Cette séquence animée non seulement alourdit le film mais précède de peu un épilogue dans lequel Mori commente en voix off une photo célèbre de femmes tondues dans les rues de Paris à la Libération. Nous attendons toujours une explication.

Ce documentaire, malgré ses failles, affiche une volonté de se mesurer aux images, aux médias, à l’effort d’amnésie qu’elles produisent au Japon. Cela vaut aussi pour cet autre documentaire controversé de Miki Dezaki, Shusenjo: The Main Battleground of the Comfort Women, qui a tenu six mois dans une salle à Tokyo, malgré les menaces et qui fit encore parler de lui récemment dans le cadre d’un modeste festival dans la ville de Kawasaki, qui allait le retirer de sa programmation. Kore-eda Hirokazu vint au secours du film.
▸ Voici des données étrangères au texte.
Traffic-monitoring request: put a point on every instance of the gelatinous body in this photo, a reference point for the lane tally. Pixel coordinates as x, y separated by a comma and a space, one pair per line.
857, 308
Stephen Sarrazin & Yangyu Zhang

Otherwise

Quant aux autres prix, aux autres sélections du festival, il reste fidèle à lui-même. Signalons que Olivier Assayas remplit encore une salle, cette fois avec son Wasp Network. Marriage Story de Noah Baumbach a rappelé ce qu’était un scénario à un public échappant aux transpositions de mangas et feuilletons télé, et Seules les Bêtes de Dominik Moll remportait le prix du public, son interprète Nadia Tereszkiewicz  celui de meilleure actrice, Chaogtu with Sarula de Wang Rui, tourné en Mongolie, recevait celui de meilleure direction artistique. Obayashi Nobuhiko et Nakadai Tatsuya étaient récompensés du Lifetime Achievement Award. Un film, des brèves.